Case: Nix v. Hedden, 149 U.S. 304 (1893)
Issue: Is a tomato a fruit or a vegetable for purposes of assessment under the Tariff Act of 1883?
The Tariff Act of 1883 imposes a duty on “vegetables in their natural state, or in salt or brine, not specially enumerated or provided for in this act, ten per centum ad valorem.” The Act exempts from duty “[f]ruits, greens, ripe, or dried, not specifically enumerated or provided for in this act.”
As children, we all engage in the “intellectual” debate of whether we ought to classify tomatoes as fruits or vegetables. From the outset, we view tomatoes as vegetables because (1) they are not sweet like fruits and (2) we use them like other vegetables. However, at some point, we all learn that the botanical sciences classify tomatoes as fruits. We leverage this new-found knowledge in this definitional dispute, generally unaware that the Supreme Court resolved it (at least from a legal perspective) in 1893.

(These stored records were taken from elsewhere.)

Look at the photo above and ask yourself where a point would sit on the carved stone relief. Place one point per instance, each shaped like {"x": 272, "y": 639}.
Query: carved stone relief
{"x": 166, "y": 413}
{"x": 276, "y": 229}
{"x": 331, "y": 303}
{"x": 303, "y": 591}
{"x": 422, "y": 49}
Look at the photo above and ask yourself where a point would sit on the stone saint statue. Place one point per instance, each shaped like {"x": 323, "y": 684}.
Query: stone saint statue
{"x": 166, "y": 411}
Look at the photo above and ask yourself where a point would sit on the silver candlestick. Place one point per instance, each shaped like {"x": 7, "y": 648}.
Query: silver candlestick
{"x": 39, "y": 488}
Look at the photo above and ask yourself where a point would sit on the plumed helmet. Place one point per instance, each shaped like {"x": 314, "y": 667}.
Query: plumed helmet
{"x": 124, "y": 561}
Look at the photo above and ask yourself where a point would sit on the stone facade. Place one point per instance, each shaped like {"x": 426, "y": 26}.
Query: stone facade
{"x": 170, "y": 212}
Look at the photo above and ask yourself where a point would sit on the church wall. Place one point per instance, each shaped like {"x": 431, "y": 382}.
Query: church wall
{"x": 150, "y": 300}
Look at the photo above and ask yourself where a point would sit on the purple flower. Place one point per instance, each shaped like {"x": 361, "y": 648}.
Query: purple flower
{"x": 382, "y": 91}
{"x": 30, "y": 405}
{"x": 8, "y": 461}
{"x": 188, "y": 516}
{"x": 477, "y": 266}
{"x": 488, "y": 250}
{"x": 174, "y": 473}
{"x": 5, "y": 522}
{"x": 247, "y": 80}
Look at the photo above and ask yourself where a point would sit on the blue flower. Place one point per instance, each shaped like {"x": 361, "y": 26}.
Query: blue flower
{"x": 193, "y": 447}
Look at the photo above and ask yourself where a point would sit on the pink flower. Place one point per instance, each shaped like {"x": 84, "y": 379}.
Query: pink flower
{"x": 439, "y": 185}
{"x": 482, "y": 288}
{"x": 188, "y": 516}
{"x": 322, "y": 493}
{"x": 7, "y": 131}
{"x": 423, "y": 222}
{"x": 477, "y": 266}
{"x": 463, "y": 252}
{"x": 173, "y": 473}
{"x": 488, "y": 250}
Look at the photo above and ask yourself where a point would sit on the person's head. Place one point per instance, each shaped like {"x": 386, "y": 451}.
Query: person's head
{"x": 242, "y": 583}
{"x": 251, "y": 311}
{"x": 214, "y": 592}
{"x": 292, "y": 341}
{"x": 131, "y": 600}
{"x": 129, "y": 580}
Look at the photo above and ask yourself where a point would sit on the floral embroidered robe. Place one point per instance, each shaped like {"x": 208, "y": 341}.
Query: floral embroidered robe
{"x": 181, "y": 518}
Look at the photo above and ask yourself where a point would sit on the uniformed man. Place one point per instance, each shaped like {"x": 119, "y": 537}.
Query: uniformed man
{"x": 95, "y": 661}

Nix v. Hedden is the classic example of “ordinary usage” in statutory interpretation. Writing for the Court, Justice Gray observes that neither “fruit” nor “vegetable” has acquired any special meaning in commerce. Therefore, these terms “must receive their ordinary meaning.” Justice Gray concedes that, “[b]otanically speaking, tomatoes are the fruit of a vine, just as are cucumbers, squashes, beans, and peas.” Yet he nevertheless concludes that ordinary usage suggests that tomatoes are vegetables. Tomatoes “are grown in kitchen gardens, and which, whether eaten cooked or raw, are, like potatoes, carrots, parsnips, turnips, beets, cauliflower, cabbage, celery, and lettuce, usually served at dinner in, with, or after the soup, fish, or meats which constitute the principal part of the repast, and not, like fruits generally, as dessert.” In sum, tomatoes are used as vegetables and, therefore, should be classified as such in the case of statutory ambiguity.